The two countries offer “world-class retirement income systems with good benefits,” Mercer stated in its report.
The U.S. pension system, on the other hand, was given a “C” rating.
The study, published by the Australian Centre for Financial Studies in collaboration with Mercer, looked at 34 pension systems and evaluated both their adequacy for individual retirees and their sustainability for the country’s economy as a whole.
David Knox, the study’s author and a senior partner at Mercer, said governments are grappling with how to balance adequacy and sustainability. “A system providing very generous benefits in the short-term is unlikely to be sustainable, whereas a system that is sustainable over many years could be providing very modest benefits. The question is — what’s an appropriate trade-off?”
Knox said the index is “an important reference for policymakers around the world to learn from the most adequate and sustainable systems.”
He added: “We know there is no perfect system that can be applied universally, but there are many common features that can be shared for better outcomes.”
Many countries in northwestern Europe topped the index. The Netherlands, with an overall score of 80.3, beat Denmark, which had been the best-rated country for six years. Finland surpassed Australia for third position. Sweden finished fifth.

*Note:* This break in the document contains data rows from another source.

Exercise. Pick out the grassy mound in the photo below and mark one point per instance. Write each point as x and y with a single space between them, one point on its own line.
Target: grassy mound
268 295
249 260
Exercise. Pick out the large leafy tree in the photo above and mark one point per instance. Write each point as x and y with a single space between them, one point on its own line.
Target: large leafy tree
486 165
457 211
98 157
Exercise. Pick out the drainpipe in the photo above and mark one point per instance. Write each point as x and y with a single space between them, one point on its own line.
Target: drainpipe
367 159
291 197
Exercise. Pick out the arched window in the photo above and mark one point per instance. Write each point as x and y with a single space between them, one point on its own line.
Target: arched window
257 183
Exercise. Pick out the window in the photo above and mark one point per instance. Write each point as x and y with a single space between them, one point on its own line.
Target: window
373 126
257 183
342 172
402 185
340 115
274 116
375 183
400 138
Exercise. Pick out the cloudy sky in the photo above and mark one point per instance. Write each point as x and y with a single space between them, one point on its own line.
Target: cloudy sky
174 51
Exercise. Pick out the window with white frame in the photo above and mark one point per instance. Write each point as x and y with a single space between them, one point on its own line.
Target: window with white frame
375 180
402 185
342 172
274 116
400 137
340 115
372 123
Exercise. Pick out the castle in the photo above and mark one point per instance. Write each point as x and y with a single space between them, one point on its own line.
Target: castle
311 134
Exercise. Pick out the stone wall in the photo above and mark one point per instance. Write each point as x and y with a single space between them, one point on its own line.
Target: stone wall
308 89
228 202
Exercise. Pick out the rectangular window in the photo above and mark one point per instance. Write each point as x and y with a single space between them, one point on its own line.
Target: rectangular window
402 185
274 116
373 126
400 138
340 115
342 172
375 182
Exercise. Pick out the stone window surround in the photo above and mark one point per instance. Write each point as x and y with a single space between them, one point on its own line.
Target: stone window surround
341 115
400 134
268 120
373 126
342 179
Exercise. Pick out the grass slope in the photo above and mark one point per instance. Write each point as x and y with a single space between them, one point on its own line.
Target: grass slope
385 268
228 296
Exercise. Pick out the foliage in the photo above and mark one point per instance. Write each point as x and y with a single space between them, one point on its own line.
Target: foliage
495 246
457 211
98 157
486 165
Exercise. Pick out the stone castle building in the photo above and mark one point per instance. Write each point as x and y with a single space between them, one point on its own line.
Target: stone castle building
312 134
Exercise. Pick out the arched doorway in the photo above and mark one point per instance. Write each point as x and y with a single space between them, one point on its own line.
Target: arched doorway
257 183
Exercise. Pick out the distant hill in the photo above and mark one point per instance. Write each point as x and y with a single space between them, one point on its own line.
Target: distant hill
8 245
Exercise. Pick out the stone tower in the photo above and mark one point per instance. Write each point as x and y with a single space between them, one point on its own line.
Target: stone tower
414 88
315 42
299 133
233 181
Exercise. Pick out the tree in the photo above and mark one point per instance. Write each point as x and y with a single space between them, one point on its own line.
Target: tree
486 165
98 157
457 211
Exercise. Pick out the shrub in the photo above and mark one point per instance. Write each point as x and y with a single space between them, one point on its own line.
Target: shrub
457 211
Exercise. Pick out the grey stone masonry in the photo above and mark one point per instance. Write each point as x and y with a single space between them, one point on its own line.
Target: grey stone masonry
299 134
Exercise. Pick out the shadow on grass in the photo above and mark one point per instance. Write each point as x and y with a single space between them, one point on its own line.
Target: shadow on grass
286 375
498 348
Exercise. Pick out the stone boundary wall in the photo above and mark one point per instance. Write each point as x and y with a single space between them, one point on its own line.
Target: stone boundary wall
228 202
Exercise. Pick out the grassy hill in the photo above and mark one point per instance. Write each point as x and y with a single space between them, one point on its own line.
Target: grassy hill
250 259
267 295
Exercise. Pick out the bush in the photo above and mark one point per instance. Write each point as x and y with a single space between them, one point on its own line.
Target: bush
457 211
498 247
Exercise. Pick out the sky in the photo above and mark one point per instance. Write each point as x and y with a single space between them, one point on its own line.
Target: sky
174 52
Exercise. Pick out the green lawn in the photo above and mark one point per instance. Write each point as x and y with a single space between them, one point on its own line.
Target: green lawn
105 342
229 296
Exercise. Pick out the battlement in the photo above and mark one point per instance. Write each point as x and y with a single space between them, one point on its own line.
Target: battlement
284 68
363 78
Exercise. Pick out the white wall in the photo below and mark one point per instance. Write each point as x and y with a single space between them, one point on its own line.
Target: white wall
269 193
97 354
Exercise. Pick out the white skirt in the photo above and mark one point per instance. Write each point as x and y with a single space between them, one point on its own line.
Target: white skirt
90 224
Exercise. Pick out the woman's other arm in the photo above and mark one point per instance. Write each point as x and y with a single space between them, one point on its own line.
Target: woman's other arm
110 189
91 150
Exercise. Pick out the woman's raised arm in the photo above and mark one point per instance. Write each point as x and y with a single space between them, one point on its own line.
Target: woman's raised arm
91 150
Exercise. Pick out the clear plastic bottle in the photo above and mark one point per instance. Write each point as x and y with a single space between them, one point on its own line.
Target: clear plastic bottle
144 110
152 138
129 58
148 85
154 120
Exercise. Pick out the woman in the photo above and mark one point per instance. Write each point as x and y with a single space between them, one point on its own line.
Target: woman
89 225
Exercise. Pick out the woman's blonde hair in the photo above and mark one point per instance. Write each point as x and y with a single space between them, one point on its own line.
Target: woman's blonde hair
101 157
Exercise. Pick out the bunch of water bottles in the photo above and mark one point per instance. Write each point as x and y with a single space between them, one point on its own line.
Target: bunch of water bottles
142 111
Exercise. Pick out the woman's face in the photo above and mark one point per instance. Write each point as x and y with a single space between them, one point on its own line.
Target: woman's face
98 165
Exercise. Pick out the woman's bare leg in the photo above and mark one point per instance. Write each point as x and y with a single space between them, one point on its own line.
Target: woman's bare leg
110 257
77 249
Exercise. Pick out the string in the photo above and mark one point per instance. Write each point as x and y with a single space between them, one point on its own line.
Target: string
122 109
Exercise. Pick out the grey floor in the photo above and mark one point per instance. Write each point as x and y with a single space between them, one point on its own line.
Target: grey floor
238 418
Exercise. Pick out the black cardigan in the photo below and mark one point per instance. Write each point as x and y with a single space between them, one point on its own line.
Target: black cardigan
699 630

The U.K. and France were given “C+” ratings, with the U.K. score seeing marginal improvements on the basis of increased auto-enrollment contributions in employer plans. Singapore was rated best in Asia for the tenth year in a row.
Italy was the lowest-ranking country in Europe.

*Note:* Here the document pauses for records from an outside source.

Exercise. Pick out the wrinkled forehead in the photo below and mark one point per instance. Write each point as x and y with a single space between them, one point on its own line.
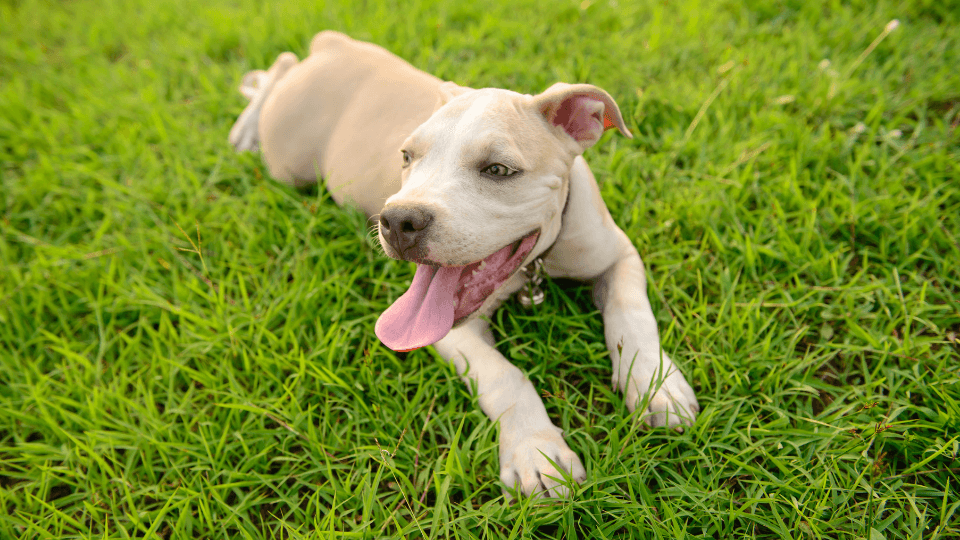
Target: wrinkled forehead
475 114
484 120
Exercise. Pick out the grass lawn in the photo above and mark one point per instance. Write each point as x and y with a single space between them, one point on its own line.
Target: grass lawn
187 347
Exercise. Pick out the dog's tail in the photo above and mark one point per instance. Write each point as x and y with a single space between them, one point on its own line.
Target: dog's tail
256 86
252 82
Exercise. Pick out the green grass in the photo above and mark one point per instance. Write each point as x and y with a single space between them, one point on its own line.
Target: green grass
187 348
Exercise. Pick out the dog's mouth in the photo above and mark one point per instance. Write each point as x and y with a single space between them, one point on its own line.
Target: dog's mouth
441 297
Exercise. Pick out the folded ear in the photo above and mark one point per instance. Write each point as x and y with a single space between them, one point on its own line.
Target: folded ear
582 110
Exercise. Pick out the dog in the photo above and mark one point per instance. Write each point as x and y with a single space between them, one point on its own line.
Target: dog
476 187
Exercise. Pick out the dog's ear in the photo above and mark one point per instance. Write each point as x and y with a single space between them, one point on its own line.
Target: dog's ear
582 110
450 90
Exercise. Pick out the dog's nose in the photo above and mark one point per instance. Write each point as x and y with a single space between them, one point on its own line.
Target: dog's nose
404 226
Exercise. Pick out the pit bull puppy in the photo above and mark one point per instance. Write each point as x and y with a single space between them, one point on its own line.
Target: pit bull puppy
475 187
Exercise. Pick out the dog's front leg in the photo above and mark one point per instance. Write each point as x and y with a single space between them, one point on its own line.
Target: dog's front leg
640 366
528 440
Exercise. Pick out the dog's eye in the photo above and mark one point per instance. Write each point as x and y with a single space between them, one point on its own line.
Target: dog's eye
499 169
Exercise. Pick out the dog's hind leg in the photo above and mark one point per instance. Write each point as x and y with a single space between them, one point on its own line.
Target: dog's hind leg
256 86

Peter Stewart, a global wealth consultant at Mercer, said the U.S.’s ranking should prompt reflection on how to move the system strategically.
“As the population continues to age and uncertainty persists in the global economic environment, there are mounting concerns about individuals’ ability to meet their spending needs in retirement,” he said. “The time is now to review America’s retirement framework and assess what changes could be made to improve the system.”